To asses whether allowing for uncertainties in the calculated energies might lead to an incorrect assignment of the absolute configuration, fits have been performed on both enantiomers of citronellal using the 70 lowest-energy conformers within a 2 kcal mol−1 energy window, which is double the expected uncertainty in energy (see Fig. 4). If there is a significant difference between the overlaps with the experimental spectra of two enantiomers, it is statistically unlikely that the wrong enantiomer is simulated. In cases where this difference is small, on the other hand, it is no longer possible to assign the absolute configuration at the used level of theory. In Fig. 6 the overlaps from the fits to both the correct and incorrect enantiomers are presented for different maximum energy modulations. This figure indicates that even for unrealistically large values of ΔEmax the difference between the fitted overlap with the correct and incorrect enantiomer stays around 0.5. If a maximum energy modulation is used close to the uncertainty we estimate from Fig. 4 (about 1 kcal mol−1) this difference is even 0.90. Until more research is done on different highly flexible molecules it is difficult to provide a definite limit on which overlap differences are still acceptable for not doubting an absolute configuration assignment using the approach presented here. However, for the moment a value of 0.4, similar to the value for the non-fitted overlap suggested by Polaverapu et al.,2,48 would seem reasonable.


image file: c9sc02866h-f6.tif
Fig. 6 Fits to the experimental spectra of the two enantiomers of citronellal using the genetic algorithm and the 70 lowest energy conformers of citronellal found within 2 kcal mol−1 at a BP86/TZP level of theory as a function of the maximum energy modulation ΔEmax. Blue: overlaps from the fit to the correct (S-)enantiomer. Red: overlaps from the fit to the incorrect (R-)enantiomer.
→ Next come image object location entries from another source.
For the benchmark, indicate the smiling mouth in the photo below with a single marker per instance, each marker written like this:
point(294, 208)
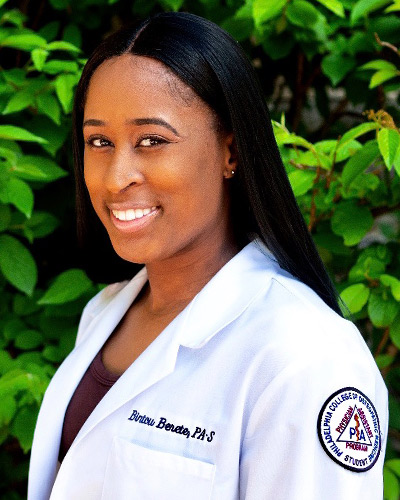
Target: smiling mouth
point(132, 214)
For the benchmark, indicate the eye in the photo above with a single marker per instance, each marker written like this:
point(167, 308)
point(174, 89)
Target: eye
point(98, 142)
point(151, 141)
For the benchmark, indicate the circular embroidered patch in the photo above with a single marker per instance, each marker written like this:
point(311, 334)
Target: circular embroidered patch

From the excellent overlaps between theory and experiment observed in Fig. 4–6 one would in first instance be tempted to conclude that the present approach is able to provide an accurate description of the conformational distribution over all possible conformers considered (in this case 162). However, at the same time it is clear that the number of independent and distinguishing features in the measured VCD spectrum is considerably less than the number of conformers. To verify to what extent fitted weights can be used reliably from a statistical point of view to determine conformational weights, we have performed various k-fold cross-validation calculations taking different numbers of conformations into account and using different ΔEmax settings (see ESI Section 1.2). The left panel of Fig. 7 shows such results for a ΔEmax value of 1 kcal mol−1. Taking up to 15–20 conformations into account, the test sets results show an overlap that is somewhere in between the BW spectrum and the optimized spectrum. This indicates that the results from the fit are indeed an improvement from the BWs. When more conformations are used, the overlap with the test sets results decreases and becomes less than the overlap with the BW spectrum. As these BWs are the starting point, this indicates that at this point overfitting starts to occur. We thus conclude that for the present case fitted energies and weights are reliable up to the 15–20 lower-energy conformations, but that for higher-energy conformations it is statistically not justified to make statements on population distributions. One further observation that needs to be taken into account is that for a small number of conformations the fit could be highly biased since it might be possible that not all important conformations are taken into account. A judicious choice of conformational space is therefore necessary.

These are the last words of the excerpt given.